Donald Trump ha rilasciato una dichiarazione che ha attirato l’attenzione del settore auto. Il nuovo presidente ha sospeso i dazi del 25% per le importazioni di automobili da Canada e Messico. Una decisione che avrà un impatto importante sul settore automobilistico. La misura, valida per un mese, rappresenta un’opportunità per le principali aziende come Stellantis, General Motors e Ford. Quest’ultime rischiavano di subire pesanti ripercussioni economiche dalle nuove tariffe doganali. Secondo diverse fonti, la decisione di Trump sarebbe stata influenzata da una serie di colloqui telefonici con i vertici delle tre case automobilistiche.
Trump rimanda l’arrivo dei nuovi dazi del 25%
In tale scenario, le aziende auto hanno espresso la volontà di aumentare gli investimenti negli Stati Uniti. Ma hanno anche chiesto maggiore chiarezza sulle politiche tariffarie e sulle regolamentazioni in materia di emissioni. Ciò prima di impegnarsi in cambiamenti strategici a lungo termine. Se la situazione non dovesse evolversi ulteriormente, i dazi entreranno in vigore a partire dal 2 aprile. Con conseguenze importanti per l’intero settore.

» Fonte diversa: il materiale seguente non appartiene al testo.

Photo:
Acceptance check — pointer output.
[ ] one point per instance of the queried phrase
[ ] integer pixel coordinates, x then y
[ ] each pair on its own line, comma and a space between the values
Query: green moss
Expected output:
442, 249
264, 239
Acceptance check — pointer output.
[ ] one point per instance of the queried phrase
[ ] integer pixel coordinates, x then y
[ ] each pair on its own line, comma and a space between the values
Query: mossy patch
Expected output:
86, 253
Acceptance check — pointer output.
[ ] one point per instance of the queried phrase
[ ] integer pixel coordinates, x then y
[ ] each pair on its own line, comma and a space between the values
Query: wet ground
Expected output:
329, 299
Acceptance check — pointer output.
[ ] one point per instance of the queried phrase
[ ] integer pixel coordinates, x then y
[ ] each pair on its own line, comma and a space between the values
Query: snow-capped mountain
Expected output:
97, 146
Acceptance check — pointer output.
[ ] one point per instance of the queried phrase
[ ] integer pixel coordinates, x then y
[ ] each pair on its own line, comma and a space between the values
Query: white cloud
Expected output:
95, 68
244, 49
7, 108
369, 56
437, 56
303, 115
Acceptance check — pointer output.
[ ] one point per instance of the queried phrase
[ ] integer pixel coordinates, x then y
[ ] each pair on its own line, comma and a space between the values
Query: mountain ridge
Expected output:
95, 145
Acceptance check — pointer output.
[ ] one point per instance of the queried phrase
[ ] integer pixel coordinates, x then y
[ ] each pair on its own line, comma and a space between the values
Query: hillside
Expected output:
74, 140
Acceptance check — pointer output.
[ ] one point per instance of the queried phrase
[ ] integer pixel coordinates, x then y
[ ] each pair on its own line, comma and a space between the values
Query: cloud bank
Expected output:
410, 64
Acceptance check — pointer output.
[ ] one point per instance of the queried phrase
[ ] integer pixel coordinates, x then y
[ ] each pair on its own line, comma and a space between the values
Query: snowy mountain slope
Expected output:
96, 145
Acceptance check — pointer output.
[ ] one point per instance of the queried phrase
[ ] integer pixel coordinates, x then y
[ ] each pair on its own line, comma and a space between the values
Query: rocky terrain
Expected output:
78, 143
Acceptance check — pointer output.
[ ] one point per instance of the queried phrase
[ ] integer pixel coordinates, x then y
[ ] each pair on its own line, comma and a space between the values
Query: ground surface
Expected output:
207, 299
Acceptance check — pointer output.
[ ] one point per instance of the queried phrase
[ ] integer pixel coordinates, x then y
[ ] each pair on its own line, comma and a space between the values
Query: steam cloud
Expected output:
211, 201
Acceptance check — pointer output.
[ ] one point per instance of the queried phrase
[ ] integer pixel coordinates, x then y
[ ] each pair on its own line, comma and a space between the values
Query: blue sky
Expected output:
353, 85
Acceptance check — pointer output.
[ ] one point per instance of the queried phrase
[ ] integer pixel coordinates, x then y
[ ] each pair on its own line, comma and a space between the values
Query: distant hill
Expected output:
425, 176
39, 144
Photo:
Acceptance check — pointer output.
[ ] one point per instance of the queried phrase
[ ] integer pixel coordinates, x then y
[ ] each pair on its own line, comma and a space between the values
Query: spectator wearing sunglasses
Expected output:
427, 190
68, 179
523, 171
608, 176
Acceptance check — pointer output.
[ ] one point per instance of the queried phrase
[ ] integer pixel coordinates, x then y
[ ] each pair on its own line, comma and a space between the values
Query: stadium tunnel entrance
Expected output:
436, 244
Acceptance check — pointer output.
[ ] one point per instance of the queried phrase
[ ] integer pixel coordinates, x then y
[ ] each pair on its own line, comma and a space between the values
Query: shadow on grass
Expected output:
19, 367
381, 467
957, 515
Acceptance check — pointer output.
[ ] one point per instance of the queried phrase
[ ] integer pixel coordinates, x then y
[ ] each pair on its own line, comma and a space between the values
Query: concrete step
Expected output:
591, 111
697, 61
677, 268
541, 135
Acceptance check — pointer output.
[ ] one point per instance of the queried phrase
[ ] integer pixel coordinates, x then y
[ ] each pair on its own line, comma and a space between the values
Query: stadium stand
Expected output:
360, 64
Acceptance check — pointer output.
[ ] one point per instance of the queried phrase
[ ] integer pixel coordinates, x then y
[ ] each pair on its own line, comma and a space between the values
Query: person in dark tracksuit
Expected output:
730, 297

Al momento, Stellantis importa circa il 40% dei suoi veicoli venduti negli Stati Uniti dai suoi stabilimenti in Canada e Messico. Ciò rende l’azienda vulnerabile alle nuove tariffe di Trump. Ford e General Motors si trovano in una posizione simile. Ciò anche continuando a rafforzare la loro presenza produttiva in America. Nonostante tale situazione, infatti, le aziende auto hanno accolto con favore la decisione di Trump. Inoltre, hanno ribadito il loro impegno a collaborare con l’amministrazione.

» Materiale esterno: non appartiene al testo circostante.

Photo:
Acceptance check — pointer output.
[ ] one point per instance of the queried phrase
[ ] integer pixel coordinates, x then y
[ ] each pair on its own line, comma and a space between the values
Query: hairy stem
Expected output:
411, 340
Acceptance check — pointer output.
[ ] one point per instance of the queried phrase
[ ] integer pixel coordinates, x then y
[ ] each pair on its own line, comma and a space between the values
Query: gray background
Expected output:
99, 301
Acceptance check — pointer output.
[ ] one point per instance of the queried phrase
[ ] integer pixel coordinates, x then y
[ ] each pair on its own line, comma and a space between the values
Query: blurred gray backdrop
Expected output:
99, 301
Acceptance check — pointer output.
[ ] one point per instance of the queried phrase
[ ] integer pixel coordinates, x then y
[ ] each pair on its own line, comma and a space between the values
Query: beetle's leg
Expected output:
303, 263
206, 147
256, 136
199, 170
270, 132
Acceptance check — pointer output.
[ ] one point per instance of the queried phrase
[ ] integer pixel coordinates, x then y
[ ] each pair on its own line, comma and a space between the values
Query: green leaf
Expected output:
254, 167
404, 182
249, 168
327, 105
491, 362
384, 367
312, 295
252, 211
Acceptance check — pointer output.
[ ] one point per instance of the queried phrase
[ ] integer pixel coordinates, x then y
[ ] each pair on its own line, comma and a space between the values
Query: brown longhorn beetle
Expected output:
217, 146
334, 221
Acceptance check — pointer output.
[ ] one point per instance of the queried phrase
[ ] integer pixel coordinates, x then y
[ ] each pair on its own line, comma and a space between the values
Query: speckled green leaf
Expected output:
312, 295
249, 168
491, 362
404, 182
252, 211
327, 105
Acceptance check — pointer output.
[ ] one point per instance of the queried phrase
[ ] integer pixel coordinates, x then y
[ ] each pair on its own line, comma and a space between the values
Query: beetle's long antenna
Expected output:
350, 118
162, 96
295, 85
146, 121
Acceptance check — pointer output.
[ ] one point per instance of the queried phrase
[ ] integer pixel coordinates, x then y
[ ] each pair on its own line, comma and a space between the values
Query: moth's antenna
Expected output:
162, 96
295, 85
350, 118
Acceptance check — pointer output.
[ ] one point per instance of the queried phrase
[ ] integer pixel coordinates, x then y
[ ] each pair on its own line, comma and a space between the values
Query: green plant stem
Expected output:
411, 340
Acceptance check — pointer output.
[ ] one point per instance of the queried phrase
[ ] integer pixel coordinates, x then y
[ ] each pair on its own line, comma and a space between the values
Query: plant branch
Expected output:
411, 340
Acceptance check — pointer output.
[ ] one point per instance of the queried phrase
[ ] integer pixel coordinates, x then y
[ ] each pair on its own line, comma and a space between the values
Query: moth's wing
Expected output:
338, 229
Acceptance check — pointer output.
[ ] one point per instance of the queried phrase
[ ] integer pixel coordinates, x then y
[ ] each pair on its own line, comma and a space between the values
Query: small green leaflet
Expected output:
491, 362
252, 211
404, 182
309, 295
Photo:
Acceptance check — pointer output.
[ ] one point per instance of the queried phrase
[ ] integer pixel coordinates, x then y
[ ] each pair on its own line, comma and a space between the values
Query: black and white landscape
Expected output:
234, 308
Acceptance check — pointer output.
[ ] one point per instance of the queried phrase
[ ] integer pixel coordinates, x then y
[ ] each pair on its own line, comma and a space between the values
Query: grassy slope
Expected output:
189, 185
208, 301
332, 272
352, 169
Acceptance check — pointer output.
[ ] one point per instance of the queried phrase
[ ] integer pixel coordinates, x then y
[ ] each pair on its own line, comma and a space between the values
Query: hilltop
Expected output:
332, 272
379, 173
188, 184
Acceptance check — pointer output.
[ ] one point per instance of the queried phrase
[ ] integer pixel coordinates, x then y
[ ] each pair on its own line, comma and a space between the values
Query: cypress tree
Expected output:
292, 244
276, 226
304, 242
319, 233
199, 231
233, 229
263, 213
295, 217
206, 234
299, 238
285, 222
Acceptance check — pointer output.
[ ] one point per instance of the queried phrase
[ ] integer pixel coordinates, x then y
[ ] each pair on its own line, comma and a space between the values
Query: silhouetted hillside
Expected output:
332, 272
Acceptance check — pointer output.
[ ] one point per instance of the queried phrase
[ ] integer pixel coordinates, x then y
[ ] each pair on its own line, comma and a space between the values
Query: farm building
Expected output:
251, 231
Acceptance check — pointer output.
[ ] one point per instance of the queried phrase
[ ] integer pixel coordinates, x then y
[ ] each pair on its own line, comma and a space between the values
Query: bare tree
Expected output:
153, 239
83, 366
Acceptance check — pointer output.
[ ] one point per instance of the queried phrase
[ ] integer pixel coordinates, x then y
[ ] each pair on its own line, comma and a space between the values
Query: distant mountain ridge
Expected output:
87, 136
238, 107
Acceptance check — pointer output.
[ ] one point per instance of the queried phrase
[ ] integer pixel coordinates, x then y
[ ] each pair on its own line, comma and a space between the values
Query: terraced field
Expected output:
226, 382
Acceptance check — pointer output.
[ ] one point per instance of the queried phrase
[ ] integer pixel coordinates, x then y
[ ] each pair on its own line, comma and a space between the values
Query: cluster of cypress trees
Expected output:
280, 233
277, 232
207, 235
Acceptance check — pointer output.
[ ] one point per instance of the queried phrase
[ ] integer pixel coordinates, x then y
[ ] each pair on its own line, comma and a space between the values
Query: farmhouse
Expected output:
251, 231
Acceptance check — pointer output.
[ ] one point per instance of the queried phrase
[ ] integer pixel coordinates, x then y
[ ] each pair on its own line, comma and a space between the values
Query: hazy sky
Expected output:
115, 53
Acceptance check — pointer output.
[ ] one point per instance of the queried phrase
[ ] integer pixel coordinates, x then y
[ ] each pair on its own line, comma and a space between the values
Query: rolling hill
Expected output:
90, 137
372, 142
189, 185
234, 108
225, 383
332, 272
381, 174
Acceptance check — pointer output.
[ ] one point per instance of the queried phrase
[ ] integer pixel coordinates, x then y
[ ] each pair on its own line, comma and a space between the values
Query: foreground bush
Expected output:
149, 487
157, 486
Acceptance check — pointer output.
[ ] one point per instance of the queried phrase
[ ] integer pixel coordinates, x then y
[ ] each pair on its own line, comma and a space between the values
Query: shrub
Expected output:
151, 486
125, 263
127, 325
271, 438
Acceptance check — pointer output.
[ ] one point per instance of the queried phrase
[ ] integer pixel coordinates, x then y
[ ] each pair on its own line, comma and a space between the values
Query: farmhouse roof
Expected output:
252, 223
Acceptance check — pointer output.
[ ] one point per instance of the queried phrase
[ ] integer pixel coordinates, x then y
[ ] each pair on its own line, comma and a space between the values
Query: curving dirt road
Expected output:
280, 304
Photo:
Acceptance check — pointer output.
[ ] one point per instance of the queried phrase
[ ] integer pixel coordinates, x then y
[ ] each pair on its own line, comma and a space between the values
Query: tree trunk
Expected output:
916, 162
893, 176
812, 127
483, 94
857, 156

La sospensione dei dazi da parte di Trump rappresenta un punto di svolta. Quest’ultime ora attendono ulteriori sviluppi per pianificare le proprie future strategie. Il mercato automobilistico nordamericano rimane in attesa di eventuali estensioni della sospensione o di modifiche definitive alle politiche tariffarie. Ciò mentre gli investitori monitorano attentamente le prossime mosse dell’amministrazione Trump. Non resta che attendere le prossime decisioni di Trump.